He’s suing over a $79 million handshake.
Billionaire Len Blavatnik, the owner of Warner Music and an investor in the Broadway hit “Hamilton,’’ says in a new Manhattan lawsuit that he had shaken hands with art-dealer-dynasty heir David Wildenstein on an agreement to buy the family’s “unique gem” of a town house at 19 E. 64th St. for $79 million.
But then Wildentein reneged on the deal, using Blavatnik’s offer to simply try to get a better price on the posh property, according to the suit and sources.
“David Wildenstein acted in bad faith and knowingly misrepresented his capacity to consummate this transaction in order to selfishly serve his own interests,” a spokesman for one of Blavatnik’s companies, Access Industries, told The Post.
The spectacular home was designed by Gilded Age architect Horace Trumbauer and boasts 20-foot ceilings, a paneled elevator and third-floor salon imported from the 18th-century home of a Parisian prince.
Blavatnik, who owns a home on the block, wanted the Wildenstein property for offices, according to sources.
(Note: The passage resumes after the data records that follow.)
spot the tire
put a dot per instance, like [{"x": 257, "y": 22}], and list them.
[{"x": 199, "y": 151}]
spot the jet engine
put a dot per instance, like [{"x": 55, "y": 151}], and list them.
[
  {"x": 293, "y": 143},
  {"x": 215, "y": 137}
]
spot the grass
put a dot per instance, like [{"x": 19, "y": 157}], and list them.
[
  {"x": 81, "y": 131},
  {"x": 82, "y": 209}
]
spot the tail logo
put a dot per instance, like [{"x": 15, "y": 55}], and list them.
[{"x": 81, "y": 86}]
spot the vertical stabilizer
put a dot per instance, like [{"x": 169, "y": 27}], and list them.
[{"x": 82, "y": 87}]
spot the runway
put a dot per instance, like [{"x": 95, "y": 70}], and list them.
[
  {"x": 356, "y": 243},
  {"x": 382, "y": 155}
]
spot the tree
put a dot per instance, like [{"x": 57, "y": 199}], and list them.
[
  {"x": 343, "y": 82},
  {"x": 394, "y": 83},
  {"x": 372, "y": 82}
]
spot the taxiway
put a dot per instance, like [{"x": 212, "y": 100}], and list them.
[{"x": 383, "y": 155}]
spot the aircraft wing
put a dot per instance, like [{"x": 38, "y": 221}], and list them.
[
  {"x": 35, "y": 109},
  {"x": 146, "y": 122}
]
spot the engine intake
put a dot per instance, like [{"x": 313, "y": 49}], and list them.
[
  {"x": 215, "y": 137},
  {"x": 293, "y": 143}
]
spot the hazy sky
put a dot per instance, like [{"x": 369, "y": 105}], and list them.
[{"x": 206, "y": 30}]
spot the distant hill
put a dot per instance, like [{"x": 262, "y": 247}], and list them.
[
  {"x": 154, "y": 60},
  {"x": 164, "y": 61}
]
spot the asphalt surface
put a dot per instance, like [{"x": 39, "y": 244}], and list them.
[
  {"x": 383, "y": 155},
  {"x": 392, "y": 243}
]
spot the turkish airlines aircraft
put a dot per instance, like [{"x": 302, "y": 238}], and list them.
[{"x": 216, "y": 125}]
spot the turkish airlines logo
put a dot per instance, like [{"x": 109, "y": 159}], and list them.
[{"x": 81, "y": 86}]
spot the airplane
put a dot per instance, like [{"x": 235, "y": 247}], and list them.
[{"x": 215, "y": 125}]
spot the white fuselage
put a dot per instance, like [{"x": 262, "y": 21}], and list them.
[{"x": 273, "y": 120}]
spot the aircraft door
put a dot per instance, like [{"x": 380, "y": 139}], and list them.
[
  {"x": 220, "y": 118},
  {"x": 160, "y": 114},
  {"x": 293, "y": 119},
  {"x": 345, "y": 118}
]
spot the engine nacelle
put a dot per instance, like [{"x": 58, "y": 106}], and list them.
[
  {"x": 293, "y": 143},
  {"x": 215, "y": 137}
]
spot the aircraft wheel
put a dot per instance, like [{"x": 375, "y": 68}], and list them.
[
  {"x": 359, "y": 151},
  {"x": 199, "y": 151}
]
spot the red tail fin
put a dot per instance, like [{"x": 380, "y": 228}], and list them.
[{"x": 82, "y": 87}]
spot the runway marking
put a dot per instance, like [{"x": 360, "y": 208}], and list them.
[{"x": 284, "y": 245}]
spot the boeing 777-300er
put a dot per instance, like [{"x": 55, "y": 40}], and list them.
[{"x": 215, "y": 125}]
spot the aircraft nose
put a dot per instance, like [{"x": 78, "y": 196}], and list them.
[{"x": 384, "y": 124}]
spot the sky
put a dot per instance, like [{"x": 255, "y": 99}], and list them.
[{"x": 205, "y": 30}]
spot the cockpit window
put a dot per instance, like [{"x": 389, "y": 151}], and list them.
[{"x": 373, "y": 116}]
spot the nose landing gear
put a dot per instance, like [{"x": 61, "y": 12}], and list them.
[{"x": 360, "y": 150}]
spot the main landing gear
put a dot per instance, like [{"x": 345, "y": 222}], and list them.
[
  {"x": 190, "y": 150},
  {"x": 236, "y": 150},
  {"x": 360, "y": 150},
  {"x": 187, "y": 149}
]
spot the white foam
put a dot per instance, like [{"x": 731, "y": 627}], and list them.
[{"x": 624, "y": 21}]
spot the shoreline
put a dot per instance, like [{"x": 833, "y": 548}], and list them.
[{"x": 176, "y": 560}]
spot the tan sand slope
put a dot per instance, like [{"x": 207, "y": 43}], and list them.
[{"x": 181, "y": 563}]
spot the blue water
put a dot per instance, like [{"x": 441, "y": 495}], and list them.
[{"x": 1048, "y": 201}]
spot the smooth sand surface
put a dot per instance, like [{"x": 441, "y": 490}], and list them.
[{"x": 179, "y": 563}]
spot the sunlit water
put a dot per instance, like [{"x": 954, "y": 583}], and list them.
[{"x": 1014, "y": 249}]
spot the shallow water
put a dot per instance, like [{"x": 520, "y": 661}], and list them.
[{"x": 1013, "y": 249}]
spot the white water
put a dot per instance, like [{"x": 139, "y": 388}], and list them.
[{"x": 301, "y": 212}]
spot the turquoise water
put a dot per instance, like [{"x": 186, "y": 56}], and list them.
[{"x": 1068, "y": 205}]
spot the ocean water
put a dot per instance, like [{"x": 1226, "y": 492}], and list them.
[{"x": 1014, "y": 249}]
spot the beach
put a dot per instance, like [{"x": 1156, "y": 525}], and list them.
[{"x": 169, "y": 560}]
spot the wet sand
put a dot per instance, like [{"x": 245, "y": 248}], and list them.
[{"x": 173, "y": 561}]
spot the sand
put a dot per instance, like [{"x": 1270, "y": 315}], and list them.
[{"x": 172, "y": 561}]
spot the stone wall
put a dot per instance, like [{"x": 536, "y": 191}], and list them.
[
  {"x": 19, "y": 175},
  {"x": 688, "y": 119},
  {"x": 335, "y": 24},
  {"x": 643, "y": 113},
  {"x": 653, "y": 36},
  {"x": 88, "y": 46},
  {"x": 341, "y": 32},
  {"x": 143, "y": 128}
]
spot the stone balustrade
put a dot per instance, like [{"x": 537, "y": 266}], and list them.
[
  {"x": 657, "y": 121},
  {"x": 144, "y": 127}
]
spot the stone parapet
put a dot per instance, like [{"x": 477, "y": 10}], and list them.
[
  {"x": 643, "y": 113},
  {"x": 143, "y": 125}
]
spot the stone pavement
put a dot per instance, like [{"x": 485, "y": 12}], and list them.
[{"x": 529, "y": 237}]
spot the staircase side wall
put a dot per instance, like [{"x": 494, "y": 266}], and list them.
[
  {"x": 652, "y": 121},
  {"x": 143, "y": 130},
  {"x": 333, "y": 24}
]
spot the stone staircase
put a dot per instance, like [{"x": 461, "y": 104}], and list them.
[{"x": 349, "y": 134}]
He already owns the city’s most expensive co-op, a Fifth Avenue duplex he bought for $80 million two years ago.
“Mr. Wildenstein unambiguously promised that [Blavatnik] would be able to purchase the property” Oct. 6, after extensive negotiations, according to the suit filed by Access.
Three Access executives worked around the clock to close the deal, the suit says.
Blavatnik, 59, was so intent on the sale that while focusing on it, he lost out on two business opportunities: one to buy 11 hotels in the Pacific Northwest for $220 million and one to buy 10 nursing homes worth $450 million, the suit says.
But the town-house deal started to unravel when Wildenstein, 36, pushed the closing date on the sale back to March 2017, saying he wanted to delay it for tax reasons, the suit says.
Then Wildenstein claimed for the first time on Oct. 13 that he was not “authorized to sell the property, but had to obtain ‘board approval,’ ” the suit says.
Blavatnik believes that Wildenstein used him to try to secure a higher sale price from a Chinese conglomerate, according to sources. The property is currently listed by Cushman Wakefield for $100 million.
Blavatnik, a Ukrainian-American businessman worth $18.6 billion, according to Forbes, is suing to force a sale to him or be paid $10 million.
Wildenstein did not immediately return a request for comment.